In contrast to regression models which enable direct insight into the model, AI/ML models require an additional element—a so called “explainer”—to explain the association between the input and predicted output. In this study we used an explainer based on Shapley values introduced in Lundberg et al.24 A Shapley value \(s_{i,j}\) for the sample i and predictor \(x_{j}\) can be interpreted as the contribution of the predictor \(x_{j}\) in predicting class 0 or 1 of the sample i, compared to the baseline prediction from a predictorless model computed as the proportion of samples belonging to a class of interest. As such, it can take positive and negative values. Positive can be interpreted as driving the prediction toward class 1 and negative toward class 0. We created the explainer for the selected model to analyse global predictor importance in predicting the class 1 (i.e., patients at high risk of readmission). Besides global importance, the explainer was used to explain predictions of unseen individual instances to provide insight into which predictors contributed the most in predicting the obtained output.

Modelling scenarios

To investigate model performance and relevance of different data in predicting RP30, RA30 and RP30E, we conducted exhaustive modelling with L1, XGB and RF classifiers for all combinations of data type, historical window, and cohorts. Specifically, we investigated models which used predictors from each of the following data groups:

  1. (i)

    administrative data from the inpatient and ED datasets, denoted in the results as the ‘Basic’ model;

  2. (ii)

    administrative data and medications, denoted in the results as the ‘Meds’ model;

  3. (iii)

    administrative data and pathology, denoted in the results as the ‘Patho’ model;

  4. (iv)

    administrative data, medications, and pathology, denoted in the results as the ‘All-inclusive’ model;

  5. (v)

    administrative data, medications, pathology, ICD top 20 diagnosis, DRG and Charlson Index, denoted in the results as the ‘All-inclusive DRG’; and

  6. (vi)

    a simple regression model comprising predictors suggested by senior health care administrators, denoted as the ‘Expert’ model (comprised of the following predictors: previous inpatient visit counts, previous emergency visit counts (stays and presentations), age, SEIFA Index of IRSAD31 and indicator for stay longer than a day).

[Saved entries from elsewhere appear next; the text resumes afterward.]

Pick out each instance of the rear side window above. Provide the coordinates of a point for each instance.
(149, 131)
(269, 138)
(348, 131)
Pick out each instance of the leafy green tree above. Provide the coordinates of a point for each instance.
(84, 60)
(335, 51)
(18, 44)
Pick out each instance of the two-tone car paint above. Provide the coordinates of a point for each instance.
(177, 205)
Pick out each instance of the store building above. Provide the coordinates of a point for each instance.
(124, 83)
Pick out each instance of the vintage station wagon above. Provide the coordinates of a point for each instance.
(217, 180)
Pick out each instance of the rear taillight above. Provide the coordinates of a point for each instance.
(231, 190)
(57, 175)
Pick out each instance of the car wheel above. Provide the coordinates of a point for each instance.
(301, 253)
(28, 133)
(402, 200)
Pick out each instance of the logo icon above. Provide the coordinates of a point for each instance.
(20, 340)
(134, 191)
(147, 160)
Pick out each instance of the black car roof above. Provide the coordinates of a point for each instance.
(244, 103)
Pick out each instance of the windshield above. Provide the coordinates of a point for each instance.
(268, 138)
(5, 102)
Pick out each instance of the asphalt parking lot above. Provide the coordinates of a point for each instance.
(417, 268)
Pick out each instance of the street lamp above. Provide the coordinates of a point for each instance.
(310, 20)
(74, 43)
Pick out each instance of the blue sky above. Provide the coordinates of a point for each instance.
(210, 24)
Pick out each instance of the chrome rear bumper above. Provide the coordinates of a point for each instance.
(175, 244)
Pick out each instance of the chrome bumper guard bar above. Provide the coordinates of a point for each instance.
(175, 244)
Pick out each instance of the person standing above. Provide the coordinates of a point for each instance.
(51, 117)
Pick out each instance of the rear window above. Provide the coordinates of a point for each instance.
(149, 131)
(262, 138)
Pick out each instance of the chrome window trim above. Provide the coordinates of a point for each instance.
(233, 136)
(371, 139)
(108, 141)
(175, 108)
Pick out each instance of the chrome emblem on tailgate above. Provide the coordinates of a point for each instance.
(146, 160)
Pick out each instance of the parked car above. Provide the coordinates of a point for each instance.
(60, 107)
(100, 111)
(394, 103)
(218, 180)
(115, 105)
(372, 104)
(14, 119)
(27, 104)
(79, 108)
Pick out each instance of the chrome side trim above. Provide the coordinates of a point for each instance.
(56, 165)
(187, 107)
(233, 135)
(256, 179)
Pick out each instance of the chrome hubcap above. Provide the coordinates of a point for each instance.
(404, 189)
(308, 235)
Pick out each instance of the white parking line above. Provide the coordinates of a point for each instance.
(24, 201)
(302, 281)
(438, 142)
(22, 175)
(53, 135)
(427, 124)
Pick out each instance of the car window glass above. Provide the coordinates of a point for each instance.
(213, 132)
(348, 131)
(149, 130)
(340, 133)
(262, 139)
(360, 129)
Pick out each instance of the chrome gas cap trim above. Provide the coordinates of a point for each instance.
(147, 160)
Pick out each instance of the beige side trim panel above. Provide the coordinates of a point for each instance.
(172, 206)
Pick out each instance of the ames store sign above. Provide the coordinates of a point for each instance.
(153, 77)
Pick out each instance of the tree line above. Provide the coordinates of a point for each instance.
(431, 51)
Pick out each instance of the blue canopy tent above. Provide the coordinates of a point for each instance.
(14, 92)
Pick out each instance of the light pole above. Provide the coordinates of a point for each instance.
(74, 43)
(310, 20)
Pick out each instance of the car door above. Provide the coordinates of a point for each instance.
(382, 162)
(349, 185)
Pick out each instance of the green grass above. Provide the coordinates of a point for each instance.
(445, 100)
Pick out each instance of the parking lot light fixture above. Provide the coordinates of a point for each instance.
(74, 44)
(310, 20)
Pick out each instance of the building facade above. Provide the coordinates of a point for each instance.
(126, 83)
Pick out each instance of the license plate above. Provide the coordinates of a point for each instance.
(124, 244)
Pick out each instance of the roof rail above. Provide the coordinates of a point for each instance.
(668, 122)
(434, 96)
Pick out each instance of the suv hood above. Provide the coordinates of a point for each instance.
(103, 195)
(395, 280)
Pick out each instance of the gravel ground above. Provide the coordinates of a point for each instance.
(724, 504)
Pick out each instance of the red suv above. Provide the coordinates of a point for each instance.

To account for differences in services offered and patient casemix, separate models were developed for each of the three hospital peer-groups. Two different historical window lengths of 120 and 180 days were investigated for all cohorts, which resulted in 360 possible combinations. Including the number of combinations possible based on specified hyperparameters grid, more than 2500 models were explored per outcome metric.

Retrospective evaluation

Following the TRIPOD recommendations for validating predictive models23, models were validated using temporal validation approach such that stays beginning in the last year of the study period (i.e. stays beginning 1/1/2019 or later) were used as a test data, while the reminder of the data was used for model training. This approach was used for all cohorts and all outcome metrics. To evaluate the predictive performance of the models on test data we used AUC as the main model evaluation metric and calibration curves to choose the final models. PRC curves obtained for the final models are provided as complementary information to the ROC curves.

Statistical analysis

To measure variability of the estimates in the final models, means and 95% Confidence Intervals (CIs) reported are obtained from 1000 bootstrapped samples drawn with replacement from the test set. CIs are computed with two paired t-test.

Software

All models were trained in Python 3.6. We employed the sklearn package to implement RF and L1 and the XGBoost package to implement the XGB classifier. For hyperparameter tuning we used the GridSearchCV function from Scikit-learn’s model_selection package. Shapley values used for explanations of the model were calculated with the SHAP package (https://github.com/slundberg/shap). The analysis, training and tests were performed with custom code written in Python 3.6. For visualisation of some results, the R package ggplot2 was used. Statistical analysis of model performance was conducted with scipy.stats Python module.